VoteCast suggests that independent voters distinguished between the problems facing the U.S. and Biden’s culpability for them. While few independents said the economy is doing well and about two-thirds disapproved of Biden’s handling of it, independents were slightly more likely to say inflation is the result of factors outside Biden’s control than that Biden is to blame, 51 percent to 47 percent, according to the survey.
But that nuance was often missing from the GOP’s political message.
An October Kistner ad included the claim, “Feeling hopeless? Thank Joe Biden and Angie Craig,” a point that failed to land with Kathy Lewis, an independent voter from Lakeville, Minnesota.

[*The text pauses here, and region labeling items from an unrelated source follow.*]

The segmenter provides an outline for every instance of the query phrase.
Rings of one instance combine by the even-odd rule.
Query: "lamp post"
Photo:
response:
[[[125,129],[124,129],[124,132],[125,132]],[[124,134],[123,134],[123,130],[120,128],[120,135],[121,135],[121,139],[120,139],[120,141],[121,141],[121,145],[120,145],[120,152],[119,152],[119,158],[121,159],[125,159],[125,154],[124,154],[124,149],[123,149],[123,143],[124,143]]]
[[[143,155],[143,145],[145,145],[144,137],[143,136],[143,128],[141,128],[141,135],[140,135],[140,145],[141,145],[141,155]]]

“I understand how that is so hard on people,” said Lewis, a 71-year-old school board member in the Republican-leaning exurb southwest of St. Paul. “I’ve never really believed the president, no matter who it is … ever really controlled the inflation. They may have had an effect on it, but they didn’t really control it one way or the other.”
Democrats did significantly better among true independents and those who lean toward a party than they have in recent midterms when they have also held the White House, according to analysis of Pew Research Center post-election surveys of self-identified voters in 2014, 2010 and 1998.
While questions remained into the fall about the role the Supreme Court’s June decision overturning the 1973 landmark abortion rights precedent Roe v. Wade would play in the election, several 2nd District Minnesota independents cited it as a driving issue in their support for Craig.
About 7 in 10 independent voters who don’t side with either party think abortion should be legal in most or all cases, according to VoteCast, which also found many voters across party lines were hesitant to support candidates who were considered extreme.
Pamela Olson, an independent from rural Farmington, Minnesota, said she doesn’t typically vote on a single issue. Nor did she vote for Craig in 2020. That changed with the court’s decision, in light of Craig’s support for abortion rights and Kistner’s opposition in most cases.
“It’s about freedoms in this country. And I think it is completely up to a woman and her doctor,” said Olson, a 56-year-old engineer. “There needs to be a choice for those individuals, not for somebody else to tell you what to do.”
Besides the contention that GOP candidates did not focus on independents, Winston suggests that independent voters might be hesitating to lurch toward the alternative after the turmoil of Donald Trump’s presidency.
“Change has to be something they are willing to vote for, as opposed to just the kneejerk reaction that ‘this is bad so I’m just going to go another direction,’” Winston said.